The file mean-vectors.safetensors contains one mean vector per layer (14 layers: 7–20).
Loading and using mean vectors
import json
from safetensors import safe_open
from safetensors.torch import load_file
# Load all mean vectors
mean_vectors = load_file("mean-vectors.safetensors")
# Access a specific layer's mean vector
mean_vec = mean_vectors["layer_14"] # shape: [3584], dtype: float32
# Given a raw hidden state from that layer:
contrastive_vec = raw_hidden_state.float() - mean_vec
soft_tokens = adapter.transform(contrastive_vec)
# To see which layers are available:
with safe_open("mean-vectors.safetensors", framework="pt") as f:
meta = f.metadata()
layers = json.loads(meta["layer_indices"])
print(layers) # [7, 8, 9, 10, 11, 12, 13, 14, 15, 16, 17, 18, 19, 20]

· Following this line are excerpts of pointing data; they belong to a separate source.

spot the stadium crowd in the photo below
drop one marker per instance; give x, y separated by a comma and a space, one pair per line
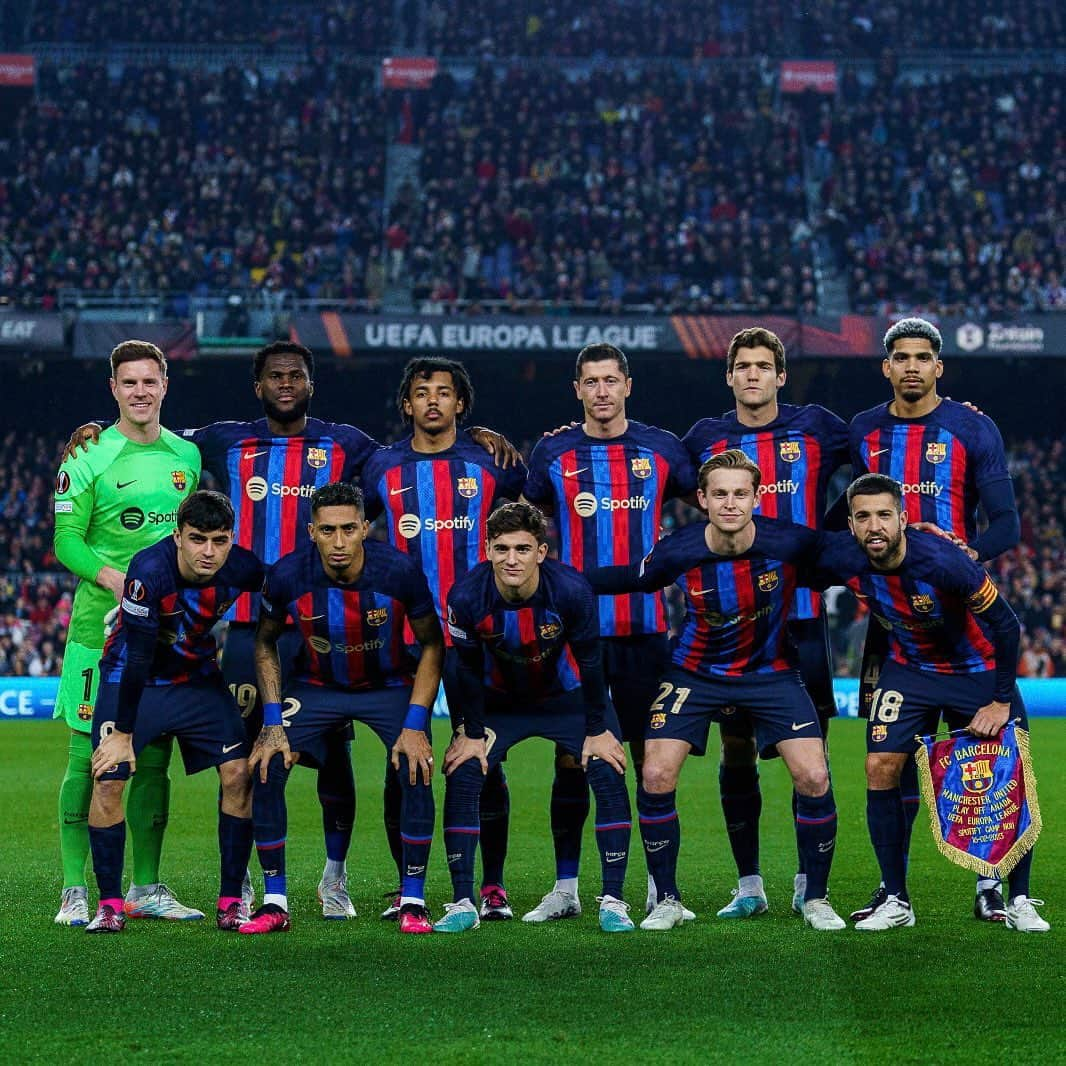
948, 196
35, 592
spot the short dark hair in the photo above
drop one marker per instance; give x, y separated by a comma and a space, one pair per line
875, 484
422, 368
206, 511
756, 337
283, 348
914, 327
732, 458
131, 351
338, 494
597, 353
518, 518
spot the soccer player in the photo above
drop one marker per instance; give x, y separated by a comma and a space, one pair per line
436, 489
526, 631
739, 575
351, 599
160, 678
109, 506
953, 649
797, 450
606, 482
950, 459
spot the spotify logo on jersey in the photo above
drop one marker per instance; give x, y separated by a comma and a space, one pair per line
131, 518
409, 526
585, 504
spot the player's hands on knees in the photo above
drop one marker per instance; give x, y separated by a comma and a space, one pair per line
463, 749
271, 741
415, 744
604, 746
989, 720
114, 748
80, 439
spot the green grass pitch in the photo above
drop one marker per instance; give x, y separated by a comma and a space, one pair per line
766, 990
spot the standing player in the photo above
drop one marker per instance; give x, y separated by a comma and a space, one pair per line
160, 678
108, 506
437, 489
529, 665
739, 576
606, 482
949, 459
797, 450
352, 600
939, 609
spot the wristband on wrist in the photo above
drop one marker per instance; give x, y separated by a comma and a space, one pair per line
417, 716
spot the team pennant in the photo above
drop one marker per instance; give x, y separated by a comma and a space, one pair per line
981, 796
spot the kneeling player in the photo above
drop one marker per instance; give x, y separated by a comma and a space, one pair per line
350, 598
739, 575
527, 634
160, 678
929, 596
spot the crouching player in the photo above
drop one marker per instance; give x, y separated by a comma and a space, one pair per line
527, 634
739, 575
952, 649
159, 677
350, 598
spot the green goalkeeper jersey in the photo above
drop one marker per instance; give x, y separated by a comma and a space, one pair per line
111, 502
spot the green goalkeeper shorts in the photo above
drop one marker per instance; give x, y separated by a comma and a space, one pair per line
78, 685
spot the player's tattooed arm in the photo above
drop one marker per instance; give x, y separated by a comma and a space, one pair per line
497, 445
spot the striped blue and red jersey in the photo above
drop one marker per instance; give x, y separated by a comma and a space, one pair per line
436, 506
945, 461
178, 614
353, 633
607, 497
271, 480
737, 607
796, 453
532, 649
929, 606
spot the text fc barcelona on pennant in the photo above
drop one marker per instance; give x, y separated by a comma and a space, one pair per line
981, 795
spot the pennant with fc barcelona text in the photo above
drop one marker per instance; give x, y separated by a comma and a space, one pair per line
981, 796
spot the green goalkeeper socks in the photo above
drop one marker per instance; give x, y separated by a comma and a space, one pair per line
75, 794
147, 808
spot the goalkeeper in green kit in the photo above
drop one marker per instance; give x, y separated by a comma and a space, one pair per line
122, 497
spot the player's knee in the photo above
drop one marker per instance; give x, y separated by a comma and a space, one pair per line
883, 772
738, 750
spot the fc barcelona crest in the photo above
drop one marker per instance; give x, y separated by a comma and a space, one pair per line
641, 467
769, 581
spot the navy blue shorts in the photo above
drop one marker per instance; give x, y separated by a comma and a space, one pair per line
561, 719
632, 668
908, 703
776, 705
312, 713
199, 714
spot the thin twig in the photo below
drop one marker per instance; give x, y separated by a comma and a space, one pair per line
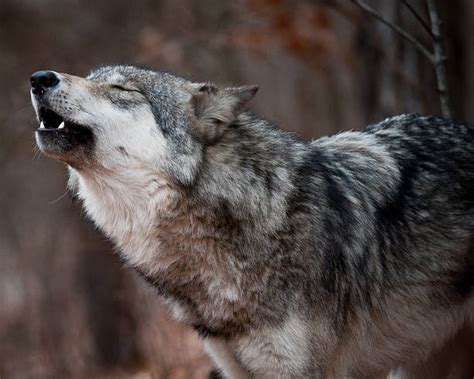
439, 59
418, 45
420, 19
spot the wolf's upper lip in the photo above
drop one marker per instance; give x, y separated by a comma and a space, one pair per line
50, 119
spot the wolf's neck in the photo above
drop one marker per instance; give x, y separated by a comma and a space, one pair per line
243, 187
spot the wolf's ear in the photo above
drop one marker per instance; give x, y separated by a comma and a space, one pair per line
215, 108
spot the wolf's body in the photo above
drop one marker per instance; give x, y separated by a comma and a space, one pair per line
348, 256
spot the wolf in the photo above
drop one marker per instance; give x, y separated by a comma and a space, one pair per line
350, 256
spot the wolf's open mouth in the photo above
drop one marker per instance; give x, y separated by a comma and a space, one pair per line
51, 121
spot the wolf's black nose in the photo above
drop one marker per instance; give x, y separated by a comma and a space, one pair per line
42, 80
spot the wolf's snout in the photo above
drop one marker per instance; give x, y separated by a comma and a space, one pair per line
42, 80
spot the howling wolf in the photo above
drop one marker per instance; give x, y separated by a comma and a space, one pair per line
347, 256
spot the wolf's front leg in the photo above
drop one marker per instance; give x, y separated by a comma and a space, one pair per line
224, 359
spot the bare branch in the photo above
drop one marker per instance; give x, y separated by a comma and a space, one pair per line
439, 61
418, 45
420, 19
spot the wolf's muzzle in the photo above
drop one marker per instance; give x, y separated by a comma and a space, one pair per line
42, 81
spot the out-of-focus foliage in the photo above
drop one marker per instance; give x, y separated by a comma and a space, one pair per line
67, 307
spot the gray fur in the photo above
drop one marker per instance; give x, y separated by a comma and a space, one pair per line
351, 255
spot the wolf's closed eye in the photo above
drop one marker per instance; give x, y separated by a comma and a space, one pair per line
122, 88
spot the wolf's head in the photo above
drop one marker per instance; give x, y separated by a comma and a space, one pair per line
126, 116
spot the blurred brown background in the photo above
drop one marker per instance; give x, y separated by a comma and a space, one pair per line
67, 307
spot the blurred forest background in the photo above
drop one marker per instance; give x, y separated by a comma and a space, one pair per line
68, 309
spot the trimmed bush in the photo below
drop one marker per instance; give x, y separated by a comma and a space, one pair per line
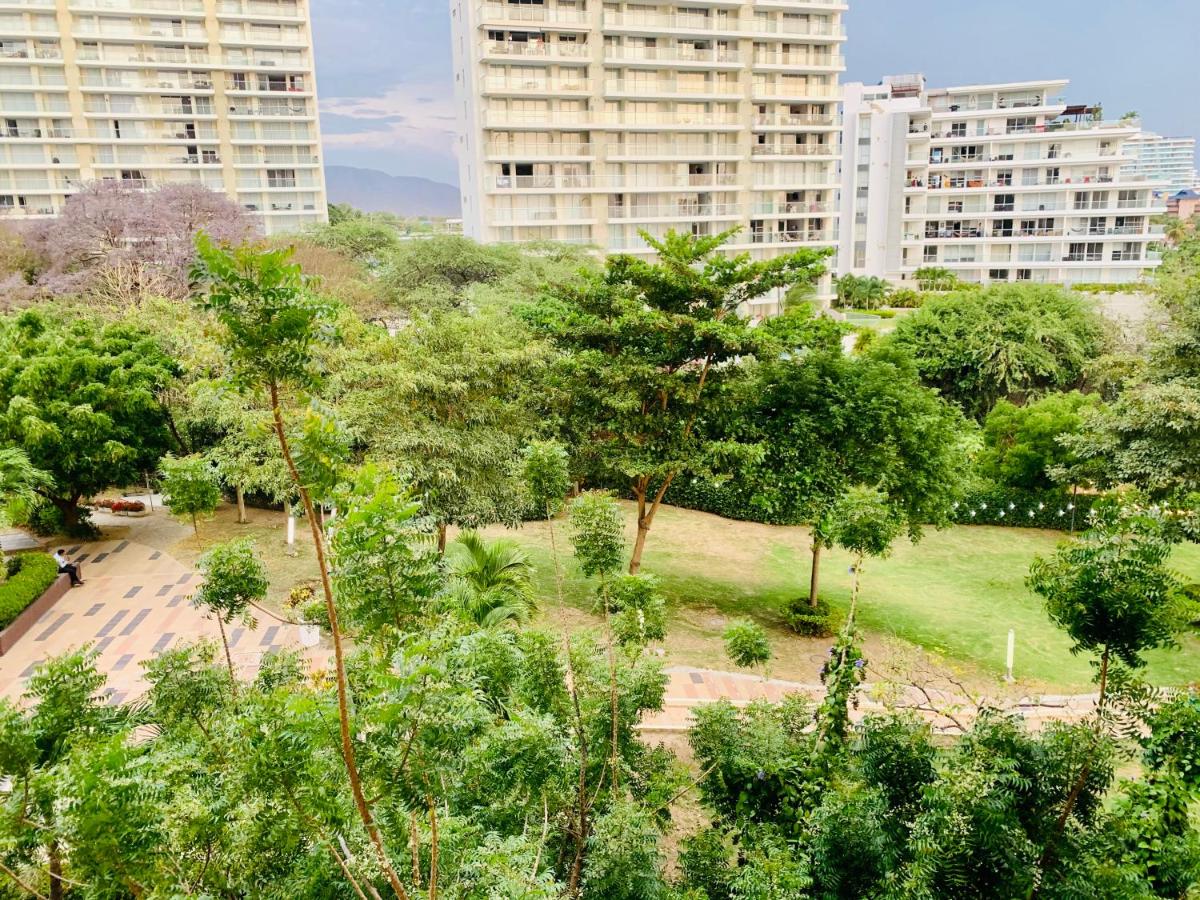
35, 573
1025, 509
803, 619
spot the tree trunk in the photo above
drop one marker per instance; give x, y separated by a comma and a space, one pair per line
343, 702
70, 510
643, 529
225, 641
55, 861
815, 576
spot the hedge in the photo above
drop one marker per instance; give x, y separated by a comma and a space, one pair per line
30, 580
1025, 509
994, 507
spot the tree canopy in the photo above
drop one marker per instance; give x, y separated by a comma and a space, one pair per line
1011, 341
82, 400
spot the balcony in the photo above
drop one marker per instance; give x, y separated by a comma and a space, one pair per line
511, 12
798, 208
495, 84
801, 60
679, 210
665, 87
682, 54
535, 49
583, 183
540, 149
786, 120
791, 237
793, 150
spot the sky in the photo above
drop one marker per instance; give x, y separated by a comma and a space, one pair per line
385, 75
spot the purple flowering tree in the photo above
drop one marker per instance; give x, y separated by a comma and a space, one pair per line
123, 244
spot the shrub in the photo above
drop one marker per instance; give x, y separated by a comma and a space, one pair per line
35, 573
906, 299
1024, 509
47, 520
804, 619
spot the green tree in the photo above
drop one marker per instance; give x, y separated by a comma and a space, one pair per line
190, 487
490, 582
1113, 593
1149, 435
748, 646
829, 423
931, 277
270, 324
1023, 444
648, 349
19, 484
449, 403
234, 580
82, 400
1012, 341
862, 292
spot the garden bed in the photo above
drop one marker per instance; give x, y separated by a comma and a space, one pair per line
28, 594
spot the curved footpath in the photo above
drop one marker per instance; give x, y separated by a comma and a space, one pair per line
137, 603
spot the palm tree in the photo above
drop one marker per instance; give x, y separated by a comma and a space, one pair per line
491, 585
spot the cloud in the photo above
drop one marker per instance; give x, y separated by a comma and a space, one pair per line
413, 117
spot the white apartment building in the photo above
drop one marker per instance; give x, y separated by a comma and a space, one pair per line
215, 93
1170, 160
587, 120
997, 183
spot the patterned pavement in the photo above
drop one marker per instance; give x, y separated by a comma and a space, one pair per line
135, 605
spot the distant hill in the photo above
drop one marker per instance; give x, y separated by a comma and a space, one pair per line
373, 191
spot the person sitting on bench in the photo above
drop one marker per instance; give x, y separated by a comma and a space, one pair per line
66, 568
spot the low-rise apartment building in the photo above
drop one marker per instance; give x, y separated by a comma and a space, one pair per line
214, 93
997, 183
1161, 159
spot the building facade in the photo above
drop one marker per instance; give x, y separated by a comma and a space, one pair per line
997, 183
214, 93
588, 120
1169, 160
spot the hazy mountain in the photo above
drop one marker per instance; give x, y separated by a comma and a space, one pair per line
375, 191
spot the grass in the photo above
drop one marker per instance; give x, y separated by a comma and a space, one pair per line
955, 594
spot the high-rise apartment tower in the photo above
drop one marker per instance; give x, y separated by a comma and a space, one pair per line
215, 93
996, 183
588, 120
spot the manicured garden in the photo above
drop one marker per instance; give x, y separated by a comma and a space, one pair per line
955, 594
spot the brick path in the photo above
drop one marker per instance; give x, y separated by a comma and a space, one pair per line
133, 606
690, 688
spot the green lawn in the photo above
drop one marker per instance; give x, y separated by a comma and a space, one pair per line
957, 593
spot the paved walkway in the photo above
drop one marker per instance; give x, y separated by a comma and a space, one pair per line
133, 606
690, 688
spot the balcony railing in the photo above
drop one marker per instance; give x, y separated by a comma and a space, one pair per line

What are the mean vectors?
They are the average hidden-state vectors at each layer across all 49,637 prompts in the keenanpepper/fifty-thousand-things dataset, extracted using the prompt template "Tell me about {title}." with the Qwen chat format. Subtracting them ensures the adapter sees zero-centered inputs matching its training distribution.